True, science is discovering more clues every day that both biological sex and gender are complex tapestries full of fifty shades of nuance, and thank goodness for that, but do you really need a peer-reviewed journal article to affirm someone’s lived experiences?

It turns out that my friend was right about one thing: there isn’t a lot of scientific literature on non-binary gender identities. In fact, so far I’ve only found two. The first is a 2012 study in Medical Hypotheses where bigender people talk about involuntarily switching gender identities. The second is a 2016 article in the International Review of Psychology where gender therapist Christina Richards says the DSM-V describes gender dysphoria in a way that includes non-binary people. When it comes to brain scan studies that suggest a neurological basis for gender identity, though, none have yet been done on non-binary people.

I then looked to history, gender therapists, and psychology hoping they would fill the gaps. I found people like Leslie Feinberg, Justin Vivian Bond, Kate Bornstein, and others who didn’t fit within the gender binary. I watched endless YouTube videos by gender therapist Dara Hoffman-Fox who said over and over again that non-binary people can medically transition if they want. I found out that both the APA Guidelines for Psychological Practice With Transgender and Gender Nonconforming People and the Standards of Care for the Health of Transsexual, Transgender, and Gender Nonconforming People are both non-binary inclusive.

“But is this enough evidence to prove my identity?” I thought.

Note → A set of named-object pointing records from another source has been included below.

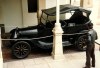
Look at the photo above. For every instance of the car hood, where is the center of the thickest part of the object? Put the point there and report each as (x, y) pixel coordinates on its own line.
(24, 32)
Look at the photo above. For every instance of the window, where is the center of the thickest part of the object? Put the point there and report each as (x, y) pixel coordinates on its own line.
(32, 6)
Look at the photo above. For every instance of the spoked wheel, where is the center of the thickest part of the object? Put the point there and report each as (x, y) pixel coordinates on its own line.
(81, 43)
(21, 49)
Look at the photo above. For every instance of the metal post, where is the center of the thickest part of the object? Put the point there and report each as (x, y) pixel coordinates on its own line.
(57, 52)
(1, 59)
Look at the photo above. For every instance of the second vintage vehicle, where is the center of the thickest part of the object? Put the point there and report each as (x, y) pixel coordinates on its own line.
(75, 28)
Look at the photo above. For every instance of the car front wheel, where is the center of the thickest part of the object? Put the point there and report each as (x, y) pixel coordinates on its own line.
(81, 43)
(21, 49)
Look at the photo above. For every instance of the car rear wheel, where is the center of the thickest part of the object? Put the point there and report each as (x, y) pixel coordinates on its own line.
(81, 43)
(21, 49)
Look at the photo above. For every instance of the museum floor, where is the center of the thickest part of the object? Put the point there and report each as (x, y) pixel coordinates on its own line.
(38, 59)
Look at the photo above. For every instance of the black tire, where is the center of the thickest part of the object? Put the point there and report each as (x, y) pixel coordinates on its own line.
(21, 49)
(81, 43)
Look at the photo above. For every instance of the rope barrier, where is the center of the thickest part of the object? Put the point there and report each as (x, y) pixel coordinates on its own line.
(41, 37)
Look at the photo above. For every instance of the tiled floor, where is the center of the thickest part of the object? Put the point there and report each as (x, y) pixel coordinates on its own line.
(72, 60)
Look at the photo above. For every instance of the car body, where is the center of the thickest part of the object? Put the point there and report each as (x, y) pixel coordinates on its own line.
(75, 29)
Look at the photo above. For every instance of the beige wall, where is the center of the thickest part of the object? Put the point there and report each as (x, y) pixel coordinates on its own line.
(29, 19)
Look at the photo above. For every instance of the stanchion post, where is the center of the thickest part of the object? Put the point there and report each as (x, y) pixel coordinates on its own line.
(57, 52)
(1, 59)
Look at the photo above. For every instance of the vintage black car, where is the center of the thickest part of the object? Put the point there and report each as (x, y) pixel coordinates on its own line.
(75, 28)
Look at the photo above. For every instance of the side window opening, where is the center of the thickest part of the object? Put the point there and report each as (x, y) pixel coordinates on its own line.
(32, 6)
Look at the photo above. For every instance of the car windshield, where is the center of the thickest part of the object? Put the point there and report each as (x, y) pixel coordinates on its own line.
(68, 13)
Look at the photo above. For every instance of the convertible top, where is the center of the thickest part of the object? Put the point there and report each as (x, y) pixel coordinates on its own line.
(64, 9)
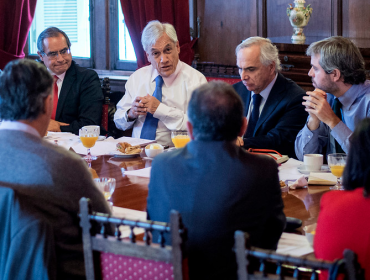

Then it hit me: I’m doing the same shit I did to try to “prove” my bisexuality years earlier. In fact, one of the reasons it took me so long to come out as bi (this was before I figured out my gender identity) was because I didn’t think I was “queer enough.” It didn’t matter that I thought a redneck was going to beat up my boyfriend and me in a Denny’s parking lot; because I could still love women, I wasn’t truly queer. It’s the same mentality that feeds into non-binary erasure. It doesn’t matter that my body hair feels like a foreign object that’s infesting my body. It doesn’t matter that I bury my face in make-up every morning to try to cover up my permanent five o’clock shadow. It doesn’t matter how repulsed I am at the way my feet look if I don’t paint my toes. I’m not a trans woman, so therefore I’m just a transtrender.

Fuck that!

 Carl Sagan once said, “Extraordinary claims require extraordinary evidence,” but I honestly don’t know what’s so extraordinary about not fitting within the gender binary. True, science is discovering more clues every day that both biological sex and gender are complex tapestries full of fifty shades of nuance, and thank goodness for that, but do you really need a peer-reviewed journal article to affirm someone’s lived experiences? Do you really need to find a gay gene or do a brain scan to accept LGBTQ people as humans? This is why I’m done “proving” my identity to the nay-sayers. They may not agree with me, but they should at least affirm my right to use whatever language available to define my experiences.